A "blitz" of construction site inspections over the next fortnight was promised yesterday by the Health and Safety Authority (HSA) as part of a Europe-wide campaign to reduce fatality rates.
The campaign, titled "Don't Fall for It", will focus on falls from heights, which were responsible for nearly half the construction site deaths in the Republic last year.
About 500 inspections will be carried out in the first half of June and offenders will face closures and, where appropriate, prosecution, the authority warned yesterday.
However, a SIPTU official, Mr Eric Fleming, said the HSA did not have sufficient resources to carry out its mandate. He expressed concern that the campaign might be a "flash in the pan".
Despite a series of measures to address the problem, lack of safety continues to be a major problem on construction sites.
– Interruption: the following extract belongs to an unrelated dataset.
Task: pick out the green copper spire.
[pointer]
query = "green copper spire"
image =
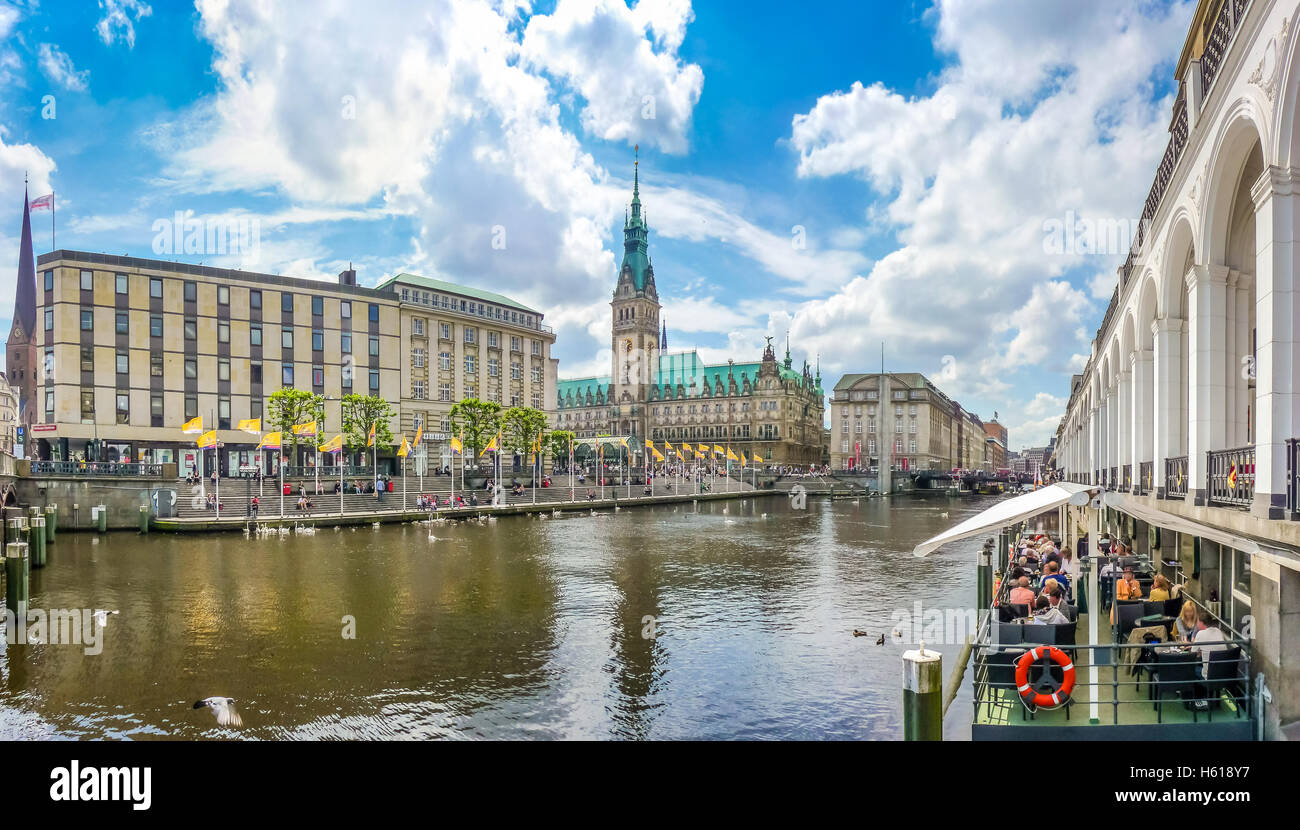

Nine people have been killed in site accidents this year, putting the sector on course to record a higher death toll than the 22 killed last year.
April and May have been particularly black months for the industry, with six fatalities having occurred in the past two months.
In the most recent incident, on May 14th, a Kerry County Council worker, Mr Thomas Flaherty, was killed when a steamroller backed into him as he was directing traffic at a roadworks site. He was 54 and had five children.
Announcing the new campaign yesterday, Mr Frank Cunneen, chairman of the HSA, said "a blitz of inspections" would be carried out throughout the State. "Our inspectors will not be slow to use the powers available to them where they see breaches of health and safety legislation."
The inspection blitz would be just one element of a comprehensive programme of activities aimed at improving safety in the industry, from design stage to construction. Another would be the distribution of 4,000 copies of a booklet, The Absolutely Essential Health and Safety Toolkit for the Smaller Construction Contractor, by HSA inspectors. That initiative is sponsored by the Construction Industry Federation.
The campaign would continue into July, said Mr Cunneen, when a report on the inspection blitz would be published. "This report will outline the inspection findings, which will be made widely available in an effort to further highlight the issues which must be addressed." Phase two of the campaign would be launched in the autumn, he said, which would kick off with a second inspection blitz and further awareness-raising initiatives.
Mr Fleming, SIPTU's construction branch secretary, who attended the campaign launch in Dublin, said that with "all the will in the world" the HSA could not "do what needs to be done" without sufficient resources.
Only 4,500 inspections were planned for this year, he said, compared with a targeted figure of 8,000 three years ago.
Mr Tom Beegan, the HSA chief executive, said there was a rationale behind reducing the number of inspections. Site inspections were just one element of the HSA's strategy and "not the full picture".
"Of course I would be much happier if I had more resources but I live in the real world. We have to keep improving our performance, but we have to do that within an existing or shrinking cost base. We'll rise to that challenge."
Mr Fergus Whelan of the Irish Congress of Trade Unions, a workers' representative on the board of the HSA, said the reduction in inspections had been discussed by the board.
There was now an increased focus, he said, on "higher-level prosecutions" and site closures.